Web3 is still developing. Its concept is still understood by a few tech developers and experts. So why is Dorsey developing its successor when the previous technology is still in the pipeline? The central idea behind Web3 is to create an internet that is decentralised, which means that it is free from the control of a few large tech companies. It is based on blockchain, the same technology that runs the whole cryptocurrency game. However, Dorsey does not seem to believe that it is fully free. “You don’t own web3,” he had said in a tweet in December last year. “The VCs and their LPs do. It will never escape their incentives. It’s ultimately a centralised entity with a different label. Know what you’re getting into…,” he added. He had also shared a meme on how the venture capitalists (VCs) would benefit from it. In another tweet, he appeared to hint that this space is already controlled by the venture capitalist firm Andreessen Horowitz, a Web3 advocate and an early backer of the social media giant Facebook, now Meta. It happened when Tesla chief Elon Musk, another tech bigwig who has expressed doubt over Web3, tweeted, “Has anyone seen web3? I can’t find it.” “It’s somewhere between a and z ,” Dorsey had replied.

How Web5 might look like
On its website, the TBD paints a few pictures of what Web5 might look like.

One of them involves ‘Alice’ who holds a “digital wallet that securely manages her identity, data, and authorisations for external apps and connections”. She “uses her wallet to sign in to a new decentralised social media app”. Since Alice was already connected with the app, she “does not need to to create a profile”. Also, all the connections, relationships and posts she creates through the app are stored with her, in her decentralised web node. Now Alice can switch apps whenever she wants, taking her social persona with her.

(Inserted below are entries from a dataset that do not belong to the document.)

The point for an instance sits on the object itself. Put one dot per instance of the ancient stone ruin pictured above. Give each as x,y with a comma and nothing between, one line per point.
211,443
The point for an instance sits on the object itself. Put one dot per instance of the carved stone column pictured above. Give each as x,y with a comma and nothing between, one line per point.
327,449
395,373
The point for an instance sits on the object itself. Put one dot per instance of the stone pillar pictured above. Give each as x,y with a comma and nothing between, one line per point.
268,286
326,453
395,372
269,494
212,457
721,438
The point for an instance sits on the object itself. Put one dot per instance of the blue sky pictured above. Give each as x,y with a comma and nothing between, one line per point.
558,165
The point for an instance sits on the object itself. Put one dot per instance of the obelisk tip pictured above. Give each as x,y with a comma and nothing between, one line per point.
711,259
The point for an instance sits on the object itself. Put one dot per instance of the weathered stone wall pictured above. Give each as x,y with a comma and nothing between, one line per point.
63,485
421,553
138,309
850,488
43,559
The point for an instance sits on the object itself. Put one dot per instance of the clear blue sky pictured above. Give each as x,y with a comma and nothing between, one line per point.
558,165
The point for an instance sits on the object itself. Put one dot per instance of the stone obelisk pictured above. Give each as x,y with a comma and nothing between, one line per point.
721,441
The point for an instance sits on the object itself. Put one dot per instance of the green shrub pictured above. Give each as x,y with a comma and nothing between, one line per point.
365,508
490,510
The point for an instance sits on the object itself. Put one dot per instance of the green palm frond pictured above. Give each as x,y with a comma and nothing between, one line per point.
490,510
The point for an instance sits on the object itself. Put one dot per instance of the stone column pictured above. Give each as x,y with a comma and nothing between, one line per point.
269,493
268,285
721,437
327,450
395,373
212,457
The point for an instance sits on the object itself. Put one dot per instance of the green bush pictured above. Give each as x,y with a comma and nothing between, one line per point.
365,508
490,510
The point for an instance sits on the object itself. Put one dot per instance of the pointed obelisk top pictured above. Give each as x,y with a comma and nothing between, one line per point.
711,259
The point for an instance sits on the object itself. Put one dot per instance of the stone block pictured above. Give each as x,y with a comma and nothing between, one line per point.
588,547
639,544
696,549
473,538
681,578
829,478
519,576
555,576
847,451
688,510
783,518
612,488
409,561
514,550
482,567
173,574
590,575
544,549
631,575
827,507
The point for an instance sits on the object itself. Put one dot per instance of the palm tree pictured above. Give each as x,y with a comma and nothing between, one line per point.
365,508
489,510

Another example involves Bob, another Web5 user. A music lover, he “hates having his personal data locked to a single vendor as it forces him to regurgitate his playlists and songs over and over again across different music apps”. “Thankfully there’s a way out of this maze of vendor-locked silos: Bob can keep this data in his decentralised web node. This way Bob is able to grant any music app access to his settings and preferences, enabling him to take his personalised music experience wherever he chooses,” it explains. The web controlled by tech companies has come up to be a big problem. It poses a threat to censorship, on the one hand, and users’ data, on the other. How new technologies will develop to tackle these, time will tell.